In the first line of Learner.predict
's source code:
batch = self.data.one_item(item)
This translates to
x = open_image(f)
batch = framing.data.one_item(x)
batch[0].shape
batch[0]
Output:
torch.Size([1, 3, 224, 224])
tensor([[[[-1.9723, -1.3375, -1.2788, ..., -1.1223, -1.2103, -1.4843],
[-1.9723, -1.3375, -1.2788, ..., -1.1150, -1.2103, -1.4357],
[-1.9723, -1.3375, -1.2788, ..., -1.1034, -1.2103, -1.4373],
...,
[-1.9722, -1.1860, -1.1060, ..., -1.8340, -1.8476, -1.9638],
[-1.9524, -1.2139, -1.0834, ..., -1.8341, -1.8476, -1.9638],
[-2.0023, -1.0501, -1.1437, ..., -1.8525, -1.8268, -1.9467]],
[[-1.9394, -1.4254, -1.4580, ..., -1.4055, -1.4329, -1.6243],
[-1.9394, -1.4254, -1.4580, ..., -1.3980, -1.4329, -1.5747],
[-1.9394, -1.4254, -1.4580, ..., -1.3861, -1.4329, -1.5762],
# .....
This itself is very different from the PyTorch Tensor:
x = PILImg.open(f).convert('RGB')
x = TTF.resize(x, (224,224))
x = TTF.to_tensor(x)
x = x.cuda().unsqueeze_(0)
x.shape
x
torch.Size([1, 3, 224, 224])
tensor([[[[0.1137, 0.1843, 0.1882, ..., 0.2353, 0.2157, 0.1882],
[0.1137, 0.1843, 0.1882, ..., 0.2392, 0.2157, 0.1922],
[0.1137, 0.1843, 0.1882, ..., 0.2431, 0.2157, 0.1922],
...,
[0.1294, 0.2235, 0.2275, ..., 0.0627, 0.0667, 0.0510],
[0.1294, 0.2235, 0.2275, ..., 0.0627, 0.0627, 0.0510],
[0.1333, 0.2314, 0.2275, ..., 0.0627, 0.0627, 0.0510]],
[[0.0902, 0.1333, 0.1294, ..., 0.1451, 0.1373, 0.1255],
[0.0902, 0.1333, 0.1294, ..., 0.1490, 0.1373, 0.1294],
[0.0902, 0.1333, 0.1294, ..., 0.1529, 0.1373, 0.1294],
2.
Inside the code for Learner.predict
later, there’s a denormalising operation that’s happening which, if i understand correctly, is denormalising the image with imagenet_stats
.
What I’m unable to replicate without fastai
I can’t reproduce what’s happening in batch = framing.data.one_item(x)

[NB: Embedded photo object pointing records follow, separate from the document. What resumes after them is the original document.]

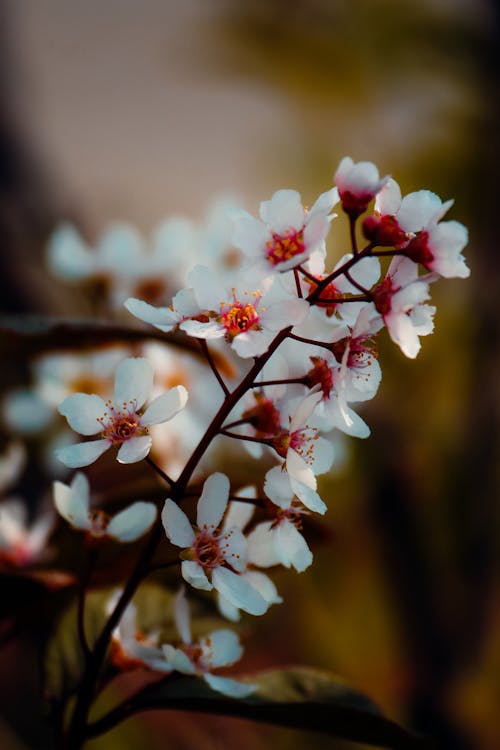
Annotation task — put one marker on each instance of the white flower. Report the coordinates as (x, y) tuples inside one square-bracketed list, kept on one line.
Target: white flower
[(73, 503), (248, 315), (213, 559), (358, 184), (238, 516), (220, 648), (436, 244), (279, 541), (130, 648), (399, 300), (21, 544), (287, 233), (121, 421), (305, 453)]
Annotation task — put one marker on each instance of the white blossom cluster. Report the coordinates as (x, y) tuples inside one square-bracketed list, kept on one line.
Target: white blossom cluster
[(303, 335)]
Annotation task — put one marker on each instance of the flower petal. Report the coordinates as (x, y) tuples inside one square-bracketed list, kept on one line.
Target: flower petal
[(292, 547), (177, 525), (193, 573), (133, 382), (72, 505), (182, 617), (134, 449), (166, 406), (213, 501), (133, 522), (83, 410), (222, 648), (239, 592), (82, 454)]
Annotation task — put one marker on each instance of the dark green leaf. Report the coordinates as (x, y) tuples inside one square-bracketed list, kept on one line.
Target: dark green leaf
[(298, 698)]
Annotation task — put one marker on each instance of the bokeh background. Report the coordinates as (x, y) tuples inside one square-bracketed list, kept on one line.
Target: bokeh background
[(120, 109)]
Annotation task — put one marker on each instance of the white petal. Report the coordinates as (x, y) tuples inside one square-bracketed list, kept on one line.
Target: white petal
[(82, 454), (264, 585), (389, 199), (417, 209), (134, 449), (283, 211), (261, 549), (213, 501), (177, 660), (182, 616), (161, 317), (226, 686), (239, 514), (82, 410), (234, 548), (249, 234), (177, 525), (166, 406), (208, 289), (308, 496), (403, 334), (239, 592), (277, 487), (222, 647), (292, 547), (71, 505), (193, 573), (134, 381), (325, 202), (133, 522)]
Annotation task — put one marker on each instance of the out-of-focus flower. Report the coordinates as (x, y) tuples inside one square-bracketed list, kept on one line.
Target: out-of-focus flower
[(130, 647), (73, 503), (220, 648), (213, 559), (121, 421), (21, 543), (358, 184), (287, 234), (399, 299)]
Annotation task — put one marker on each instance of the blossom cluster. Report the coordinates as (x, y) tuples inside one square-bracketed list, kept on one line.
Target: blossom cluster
[(300, 333)]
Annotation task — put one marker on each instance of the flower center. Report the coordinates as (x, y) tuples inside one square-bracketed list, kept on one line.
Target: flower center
[(120, 425), (264, 416), (99, 520), (207, 550), (283, 247), (241, 315), (320, 374), (382, 296)]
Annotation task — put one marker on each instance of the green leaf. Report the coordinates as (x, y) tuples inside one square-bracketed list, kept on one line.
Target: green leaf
[(64, 657), (298, 697)]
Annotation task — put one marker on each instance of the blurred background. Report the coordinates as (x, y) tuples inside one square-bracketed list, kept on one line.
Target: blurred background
[(119, 109)]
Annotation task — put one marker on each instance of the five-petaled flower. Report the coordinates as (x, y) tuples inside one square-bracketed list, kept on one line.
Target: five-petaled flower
[(213, 559), (122, 421), (287, 234), (221, 648), (73, 503)]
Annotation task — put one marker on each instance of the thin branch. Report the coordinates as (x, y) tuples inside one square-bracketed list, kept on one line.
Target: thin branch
[(285, 381), (297, 283), (92, 556), (213, 367), (311, 342), (159, 471), (249, 438), (352, 232)]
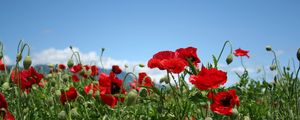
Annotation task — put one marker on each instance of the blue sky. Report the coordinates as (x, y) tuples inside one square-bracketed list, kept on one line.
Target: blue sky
[(134, 30)]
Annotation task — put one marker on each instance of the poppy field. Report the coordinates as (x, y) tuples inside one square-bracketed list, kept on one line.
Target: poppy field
[(190, 89)]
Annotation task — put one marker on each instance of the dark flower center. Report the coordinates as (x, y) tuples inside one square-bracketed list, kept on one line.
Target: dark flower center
[(115, 88), (225, 101)]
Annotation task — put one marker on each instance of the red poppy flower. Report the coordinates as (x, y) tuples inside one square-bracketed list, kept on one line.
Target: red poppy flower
[(188, 53), (144, 80), (3, 103), (95, 70), (241, 52), (26, 78), (76, 68), (62, 66), (116, 69), (110, 85), (175, 65), (155, 61), (68, 95), (92, 86), (2, 66), (223, 102), (208, 78), (75, 78)]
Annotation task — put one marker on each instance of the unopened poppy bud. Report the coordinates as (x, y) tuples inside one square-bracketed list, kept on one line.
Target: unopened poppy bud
[(164, 79), (70, 63), (5, 86), (247, 118), (126, 66), (19, 57), (141, 65), (62, 115), (229, 59), (272, 67), (208, 118), (269, 48), (143, 92), (298, 54), (235, 112), (27, 62), (74, 112), (131, 97)]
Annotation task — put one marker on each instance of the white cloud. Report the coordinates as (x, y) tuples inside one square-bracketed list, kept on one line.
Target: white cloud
[(56, 56), (240, 69)]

. From the source code, of DataBunch.one_item
and DataBunch.one_batch
the operation translates to:
x = open_image(f)
ds = framing.data.single_ds
with ds.set_item(Image(x)):
dl = framing.data.dl(DatasetType.Single)
w = dl.num_workers
dl.num_workers = 0
try: x,y = next(iter(dl))
finally: dl.num_workers = w
# ...
If I follow correctly, with ds.set_item(Image(x))
calls a context manager which in turn calls framing.data.processor
(which is empty), but I’m simply unable to reproduce this.
Any help will be much appreciated!! Thank you.